Le fils du président de la République, conseiller général du canton sud de Neuilly (Hauts-de-Seine), devrait être élu à la tête de l'Etablissement public d'aménagement de la Défense (EPAD) en remplacement de Patrick Devedjian, président du conseil général des Hauts-de-Seine et ministre de la relance, atteint par la limite d'âge (65 ans).

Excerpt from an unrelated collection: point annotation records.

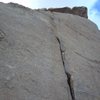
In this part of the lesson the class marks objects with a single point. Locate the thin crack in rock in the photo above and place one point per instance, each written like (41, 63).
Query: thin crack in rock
(2, 35)
(69, 79)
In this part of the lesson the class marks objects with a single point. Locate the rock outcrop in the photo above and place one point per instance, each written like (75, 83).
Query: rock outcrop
(81, 11)
(48, 56)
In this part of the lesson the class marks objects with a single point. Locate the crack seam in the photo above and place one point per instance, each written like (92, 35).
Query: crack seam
(69, 79)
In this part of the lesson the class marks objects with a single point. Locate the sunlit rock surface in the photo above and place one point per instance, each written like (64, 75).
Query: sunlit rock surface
(47, 55)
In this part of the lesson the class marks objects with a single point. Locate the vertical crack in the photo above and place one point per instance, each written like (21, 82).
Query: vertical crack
(69, 78)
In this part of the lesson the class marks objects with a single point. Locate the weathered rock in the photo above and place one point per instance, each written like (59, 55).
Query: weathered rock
(48, 56)
(81, 11)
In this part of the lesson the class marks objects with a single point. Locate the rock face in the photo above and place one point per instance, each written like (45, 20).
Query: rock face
(48, 56)
(81, 11)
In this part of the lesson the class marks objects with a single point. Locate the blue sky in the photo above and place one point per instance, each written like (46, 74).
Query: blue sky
(92, 5)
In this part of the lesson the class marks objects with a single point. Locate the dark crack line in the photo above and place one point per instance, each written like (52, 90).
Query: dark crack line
(69, 79)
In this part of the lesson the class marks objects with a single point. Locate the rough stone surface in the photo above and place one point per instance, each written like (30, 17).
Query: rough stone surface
(48, 56)
(81, 11)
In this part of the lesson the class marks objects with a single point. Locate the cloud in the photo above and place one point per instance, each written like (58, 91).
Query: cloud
(27, 3)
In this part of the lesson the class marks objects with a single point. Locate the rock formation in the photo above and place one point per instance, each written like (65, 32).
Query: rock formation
(48, 56)
(81, 11)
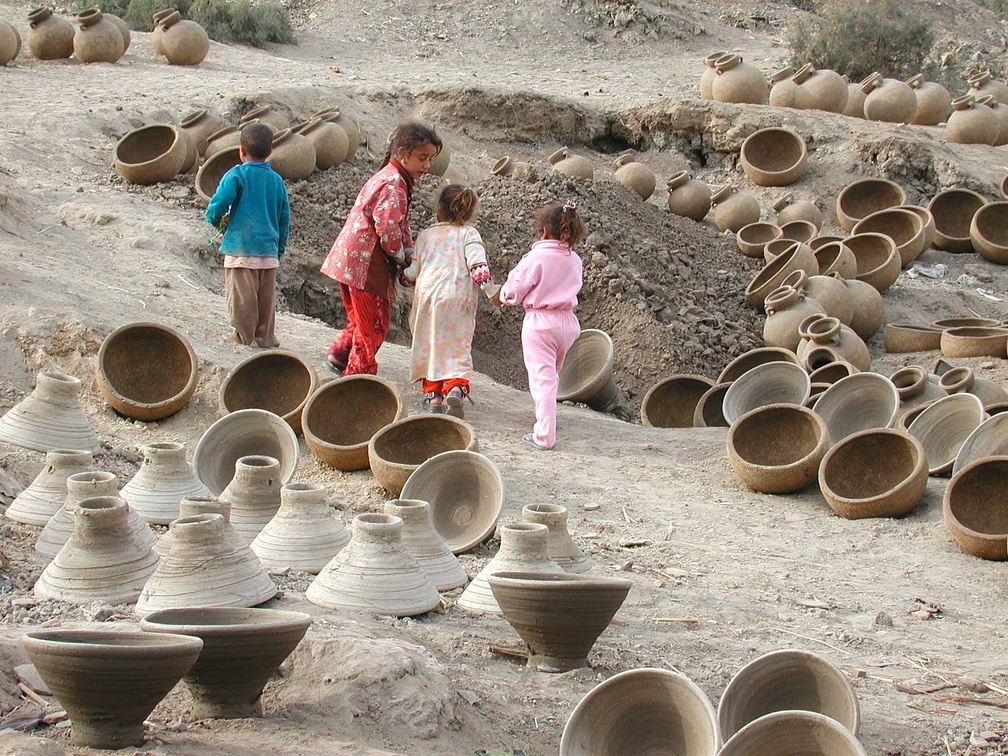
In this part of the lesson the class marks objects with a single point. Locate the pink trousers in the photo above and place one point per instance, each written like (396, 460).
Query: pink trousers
(546, 335)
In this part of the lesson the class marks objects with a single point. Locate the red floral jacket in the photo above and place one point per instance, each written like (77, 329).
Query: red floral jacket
(379, 220)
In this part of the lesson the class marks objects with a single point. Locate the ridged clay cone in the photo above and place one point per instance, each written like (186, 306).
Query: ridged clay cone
(304, 533)
(559, 545)
(242, 648)
(163, 479)
(49, 417)
(104, 559)
(425, 545)
(374, 573)
(523, 549)
(47, 492)
(206, 569)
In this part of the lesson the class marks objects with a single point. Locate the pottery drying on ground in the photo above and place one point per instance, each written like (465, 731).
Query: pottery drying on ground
(303, 534)
(643, 711)
(242, 648)
(374, 573)
(109, 681)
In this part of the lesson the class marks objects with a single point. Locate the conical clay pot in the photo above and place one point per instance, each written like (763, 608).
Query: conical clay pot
(374, 573)
(47, 492)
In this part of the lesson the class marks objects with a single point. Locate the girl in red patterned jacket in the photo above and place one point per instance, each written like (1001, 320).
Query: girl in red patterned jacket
(374, 243)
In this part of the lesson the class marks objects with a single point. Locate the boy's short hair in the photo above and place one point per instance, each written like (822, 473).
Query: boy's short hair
(257, 140)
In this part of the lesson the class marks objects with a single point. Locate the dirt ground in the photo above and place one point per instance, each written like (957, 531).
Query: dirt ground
(720, 575)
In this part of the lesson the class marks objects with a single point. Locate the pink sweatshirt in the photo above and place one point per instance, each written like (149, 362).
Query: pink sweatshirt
(546, 277)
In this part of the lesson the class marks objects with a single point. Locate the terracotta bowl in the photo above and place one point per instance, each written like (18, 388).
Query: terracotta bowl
(241, 649)
(644, 711)
(465, 492)
(976, 510)
(777, 449)
(109, 681)
(278, 381)
(146, 371)
(558, 616)
(342, 416)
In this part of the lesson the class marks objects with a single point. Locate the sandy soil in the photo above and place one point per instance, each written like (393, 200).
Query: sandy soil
(83, 253)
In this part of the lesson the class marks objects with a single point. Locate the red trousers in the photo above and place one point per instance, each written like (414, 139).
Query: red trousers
(367, 327)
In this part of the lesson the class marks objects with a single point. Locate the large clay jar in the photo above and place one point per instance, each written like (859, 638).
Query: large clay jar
(820, 90)
(738, 82)
(523, 549)
(47, 492)
(733, 210)
(104, 558)
(161, 482)
(97, 40)
(374, 573)
(933, 101)
(183, 42)
(304, 533)
(687, 197)
(49, 417)
(51, 37)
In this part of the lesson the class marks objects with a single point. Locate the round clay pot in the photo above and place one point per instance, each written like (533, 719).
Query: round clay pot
(687, 197)
(862, 198)
(242, 648)
(558, 616)
(275, 380)
(587, 373)
(777, 449)
(109, 681)
(398, 449)
(974, 508)
(465, 491)
(643, 711)
(774, 156)
(342, 416)
(671, 402)
(146, 371)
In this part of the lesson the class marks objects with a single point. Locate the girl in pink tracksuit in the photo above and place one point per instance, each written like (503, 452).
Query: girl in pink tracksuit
(546, 281)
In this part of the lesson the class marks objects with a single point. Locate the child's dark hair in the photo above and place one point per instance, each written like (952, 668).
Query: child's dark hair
(560, 222)
(456, 204)
(410, 135)
(257, 139)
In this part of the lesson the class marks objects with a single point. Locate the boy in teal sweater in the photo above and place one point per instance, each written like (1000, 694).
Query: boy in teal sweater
(251, 205)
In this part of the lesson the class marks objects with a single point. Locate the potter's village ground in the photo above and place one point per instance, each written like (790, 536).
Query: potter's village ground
(720, 575)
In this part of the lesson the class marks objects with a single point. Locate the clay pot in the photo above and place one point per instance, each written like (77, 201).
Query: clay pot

Rappelons aussi que M. Devedjian avait préparé un décret afin de rallonger la limite d'âge de la présidence. Or, débouté par l'Elysée, le ministre de la relance doit alors quitter la présidence. Mais qui peut donc le remplacer? C'est là qu'intervient le fils du président: il faut éviter à tout prix que l'EPAD soit aux mains des socialo-communistes. Echange de bons procédés: Jean Sarkozy aurait "convaincu" le député-maire de Meudon, Hervé Marseille (Nouveau Centre), de de lui laisser sa place d'administrateur de l'EPAD. Question résolue: Jean Sarkozy se présentera comme candidat à l'élection du président de l'établissement financier contre le maire communiste de Nanterre, Patrick Jarry. Il a d'ailleurs toutes ses chances d'être élu. En effet, neuf représentants de l'Etat (qui en fin de compte ne participeront pas à la votation), quatre élus UMP, quatre élus de gauche (deux membres du Parti socialiste et deux membres du Parti communiste français), et Claude Leroi, représentant de la chambre de commerce de Paris et de celle des Hauts-de-Seine, favorable à Jean Sarkozy, siègent au conseil d'administration.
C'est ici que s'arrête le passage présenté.